Uncertainty Evaluation of Effective Delayed Neutron Fraction βeff of Typical Proto-type Fast Reactor

• Published in: Journal of nuclear science and technology Vol. 36; no. 1; pp. 61 - 80
• Main Authors: ZUKERAN, Atsushi, HANAKI, Hiroshi, SAWADA, Shusaku, SUZUKI, Takayuki
• Format: Journal Article
• Language: English
• Published: Tokyo Taylor & Francis 01.01.1999; Atomic Energy Society of Japan
• Subjects: Applied sciences; delayed neutron constant; delayed neutron yield; effective delayed neutron fraction; Energy; energy dependences; Energy.
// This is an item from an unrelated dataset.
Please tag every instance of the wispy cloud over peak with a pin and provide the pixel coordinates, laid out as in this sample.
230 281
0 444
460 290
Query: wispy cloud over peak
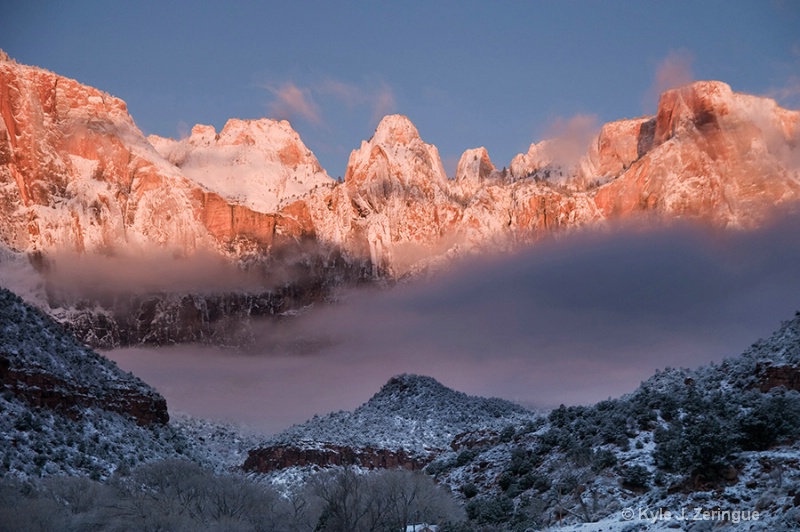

Thermal use of fuels; Exact sciences and technology; fission cross sections; Fission nuclear power plants; Installations for energy generation and conversion: thermal and electrical energy; MeV range; reaction kinetics; reaction rates; sensitivity; uncertainty; uranium 238; Neutron flux; Uncertainty; Uranium; Fast reactor; Plutonium; Cross section (collision); Nuclear reactor
• ISSN: 0022-3131; 1881-1248
• DOI: 10.1080/18811248.1999.9726182

Uncertainty of effective delayed neutron fraction β eff is evaluated in terms of three quantities; uncertainties of the basic delayed neutron constants, energy dependence of delayed neutron yield v m d in the low energy side below about 50keV and in the high energy side above about 4MeV, and the uncertainties of the fission cross sections of fuel elements. The uncertainty of β eff due to the delayed neutron yield is expressed by a linearized formula assuming that the delayed neutron yield does not depend on the incident energy, and the energy dependence is supplemented by using the detailed energy dependence proposed by D'Angelo and Filip. The third quantity, uncertainties of fission cross section, is evaluated on the basis of the generalized perturbation theory in relation to reaction rate ratios such as central spectral indexes or average reaction rate ratios. Sensitivity coefficients of the reaction rate ratios to fission cross sections are obtained by generalized perturbation code. Resultant uncertainty of β eff is about 4 to 5%, in which primary factor is the delayed neutron yield, and the secondary one is the fission cross section uncertainty, especially for 238 U. The energy dependence of v m d systematically reduces the magnitude of β eff about 1.4 to 1.7%, depending on the model of the energy vs. v m d correlation curve.